In mezzo tra finanza e territorio si colloca una visione della green economy che, in mancanza di etichette più adeguate, definisco neo-keynesiana e che per quanto mi riguarda rappresenta la vera sfida se si vuole rimettere con i piedi per terra il rapporto tra capitale e democrazia. Si tratta di pensare ad una terza rivoluzione industriale che abbia come scopo quello di spingere in avanti la frontiera della discontinuità tecnologica ad esempio sul piano della questione energetica per sostituire un’era del combustibile fossile e della chimica derivata. Ma per farlo occorre la costituzione di infrastrutture e di poli che abbiano la massa d’urto adeguata. E’ chiaro che tutto ciò significa ripensare il ruolo del pubblico fuori sia dai vecchi schemi dell’Iri che dalle retoriche neoliberiste.
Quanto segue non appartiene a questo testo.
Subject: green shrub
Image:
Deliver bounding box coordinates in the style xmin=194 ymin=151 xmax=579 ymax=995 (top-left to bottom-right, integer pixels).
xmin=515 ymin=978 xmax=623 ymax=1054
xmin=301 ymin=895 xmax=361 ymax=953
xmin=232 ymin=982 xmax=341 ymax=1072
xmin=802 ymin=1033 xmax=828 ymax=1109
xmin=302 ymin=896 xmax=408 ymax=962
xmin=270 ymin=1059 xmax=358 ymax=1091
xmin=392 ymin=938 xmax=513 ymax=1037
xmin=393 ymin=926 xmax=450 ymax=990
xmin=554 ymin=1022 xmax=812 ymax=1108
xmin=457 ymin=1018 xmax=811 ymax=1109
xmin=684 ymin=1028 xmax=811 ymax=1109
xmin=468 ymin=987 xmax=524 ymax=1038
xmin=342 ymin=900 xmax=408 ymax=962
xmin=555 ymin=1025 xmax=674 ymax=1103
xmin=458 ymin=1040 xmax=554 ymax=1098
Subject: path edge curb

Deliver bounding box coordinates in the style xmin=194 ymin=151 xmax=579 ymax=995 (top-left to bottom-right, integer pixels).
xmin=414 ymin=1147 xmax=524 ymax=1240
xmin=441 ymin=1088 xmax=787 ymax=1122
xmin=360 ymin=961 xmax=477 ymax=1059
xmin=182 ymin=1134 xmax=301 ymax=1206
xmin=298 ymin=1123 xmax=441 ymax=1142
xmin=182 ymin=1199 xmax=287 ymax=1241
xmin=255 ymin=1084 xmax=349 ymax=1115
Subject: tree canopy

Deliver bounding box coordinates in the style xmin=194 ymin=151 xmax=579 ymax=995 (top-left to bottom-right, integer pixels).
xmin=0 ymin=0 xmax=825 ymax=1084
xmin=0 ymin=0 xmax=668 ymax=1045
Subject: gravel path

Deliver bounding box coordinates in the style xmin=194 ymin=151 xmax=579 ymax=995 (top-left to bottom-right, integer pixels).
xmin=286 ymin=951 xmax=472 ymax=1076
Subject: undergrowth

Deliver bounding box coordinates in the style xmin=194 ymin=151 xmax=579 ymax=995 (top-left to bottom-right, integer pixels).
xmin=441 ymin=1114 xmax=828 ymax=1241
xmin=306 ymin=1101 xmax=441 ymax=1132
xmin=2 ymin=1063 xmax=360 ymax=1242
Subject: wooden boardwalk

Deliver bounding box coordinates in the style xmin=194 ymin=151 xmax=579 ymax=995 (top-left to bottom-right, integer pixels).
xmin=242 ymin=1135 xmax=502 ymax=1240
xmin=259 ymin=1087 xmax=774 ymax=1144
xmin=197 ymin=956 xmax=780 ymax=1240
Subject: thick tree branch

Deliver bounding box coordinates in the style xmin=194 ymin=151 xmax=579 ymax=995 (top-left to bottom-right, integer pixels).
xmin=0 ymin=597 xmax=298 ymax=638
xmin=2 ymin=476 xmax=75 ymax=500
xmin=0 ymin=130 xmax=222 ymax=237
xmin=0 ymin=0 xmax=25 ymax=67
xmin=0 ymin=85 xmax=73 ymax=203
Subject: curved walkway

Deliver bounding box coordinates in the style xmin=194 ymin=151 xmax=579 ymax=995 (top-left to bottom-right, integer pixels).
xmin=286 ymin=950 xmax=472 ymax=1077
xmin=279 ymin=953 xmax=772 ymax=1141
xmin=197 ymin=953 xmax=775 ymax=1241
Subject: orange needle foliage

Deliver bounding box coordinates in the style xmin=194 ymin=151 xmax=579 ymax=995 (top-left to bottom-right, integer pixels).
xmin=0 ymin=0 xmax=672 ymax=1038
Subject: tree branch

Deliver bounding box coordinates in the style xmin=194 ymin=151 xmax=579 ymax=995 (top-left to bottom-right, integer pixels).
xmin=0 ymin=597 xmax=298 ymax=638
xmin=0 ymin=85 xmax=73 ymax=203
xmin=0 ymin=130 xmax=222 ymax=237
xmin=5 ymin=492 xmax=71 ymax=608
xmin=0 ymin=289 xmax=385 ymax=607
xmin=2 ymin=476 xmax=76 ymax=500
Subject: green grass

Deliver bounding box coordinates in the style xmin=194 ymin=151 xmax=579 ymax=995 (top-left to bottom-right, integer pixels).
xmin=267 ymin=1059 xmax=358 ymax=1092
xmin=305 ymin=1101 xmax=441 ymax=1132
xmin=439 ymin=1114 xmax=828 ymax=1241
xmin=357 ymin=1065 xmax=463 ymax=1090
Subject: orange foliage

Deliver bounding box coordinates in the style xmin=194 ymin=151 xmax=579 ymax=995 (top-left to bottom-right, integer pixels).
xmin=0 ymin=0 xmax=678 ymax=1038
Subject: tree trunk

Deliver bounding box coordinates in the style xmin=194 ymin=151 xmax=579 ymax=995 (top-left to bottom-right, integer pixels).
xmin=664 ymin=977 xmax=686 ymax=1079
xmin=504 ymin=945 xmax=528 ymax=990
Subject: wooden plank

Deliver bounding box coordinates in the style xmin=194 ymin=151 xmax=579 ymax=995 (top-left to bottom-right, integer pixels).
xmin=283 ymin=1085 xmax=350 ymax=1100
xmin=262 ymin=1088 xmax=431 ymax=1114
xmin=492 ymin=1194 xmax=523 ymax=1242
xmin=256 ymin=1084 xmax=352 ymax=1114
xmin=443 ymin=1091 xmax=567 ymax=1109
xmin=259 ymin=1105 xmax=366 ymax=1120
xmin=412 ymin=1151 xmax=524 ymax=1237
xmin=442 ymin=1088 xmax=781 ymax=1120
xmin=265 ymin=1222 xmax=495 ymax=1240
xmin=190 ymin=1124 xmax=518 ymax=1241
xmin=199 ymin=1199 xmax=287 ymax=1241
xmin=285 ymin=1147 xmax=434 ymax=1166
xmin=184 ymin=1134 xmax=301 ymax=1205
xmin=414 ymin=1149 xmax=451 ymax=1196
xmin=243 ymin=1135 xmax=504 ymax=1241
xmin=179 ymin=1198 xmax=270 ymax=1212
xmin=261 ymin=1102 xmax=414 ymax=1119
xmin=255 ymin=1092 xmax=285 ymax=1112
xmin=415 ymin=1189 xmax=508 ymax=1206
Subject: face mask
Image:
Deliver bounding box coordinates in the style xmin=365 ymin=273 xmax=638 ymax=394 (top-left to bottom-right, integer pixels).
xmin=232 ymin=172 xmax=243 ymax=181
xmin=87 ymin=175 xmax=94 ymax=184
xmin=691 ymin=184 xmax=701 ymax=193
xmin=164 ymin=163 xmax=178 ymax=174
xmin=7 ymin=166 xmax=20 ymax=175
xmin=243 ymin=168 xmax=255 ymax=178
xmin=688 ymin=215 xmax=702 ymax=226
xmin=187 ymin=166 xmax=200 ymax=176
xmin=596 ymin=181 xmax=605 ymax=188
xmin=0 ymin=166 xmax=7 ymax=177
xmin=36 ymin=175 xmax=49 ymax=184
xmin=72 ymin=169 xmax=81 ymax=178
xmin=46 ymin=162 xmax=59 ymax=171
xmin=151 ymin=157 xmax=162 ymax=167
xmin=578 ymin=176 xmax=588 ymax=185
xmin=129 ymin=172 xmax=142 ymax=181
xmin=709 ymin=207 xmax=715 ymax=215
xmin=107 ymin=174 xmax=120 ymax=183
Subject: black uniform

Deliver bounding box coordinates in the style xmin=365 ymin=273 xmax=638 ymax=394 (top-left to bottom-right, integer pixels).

Un ruolo che va declinato a cavallo tra centro e periferia del sistema. In Italia abbiamo poli di eccellenza su questo fronte, non siamo all’anno zero. Al centro le grandi aziende come ENI, ENEL, la cui funzione deve essere discussa, sul territorio la rete delle multiutilities eredi delle vecchie municipalizzate rappresentano punti di possibile ancoraggio. Un neo-keynesismo che dovrebbe tuttavia avere come punto centrale non l’accentramento nelle mani dello stato-nazione quanto la capacità dei poli d’eccellenza di fungere da fertilizzatori della green economy territoriale con un nuovo rapporto centro-periferia.

Una sfida che può rimettere a tema la capacità della rappresentanza politica di governare i processi. Senza la quale la partita tra democrazia e tecnocrazia rischia di essere già decisa.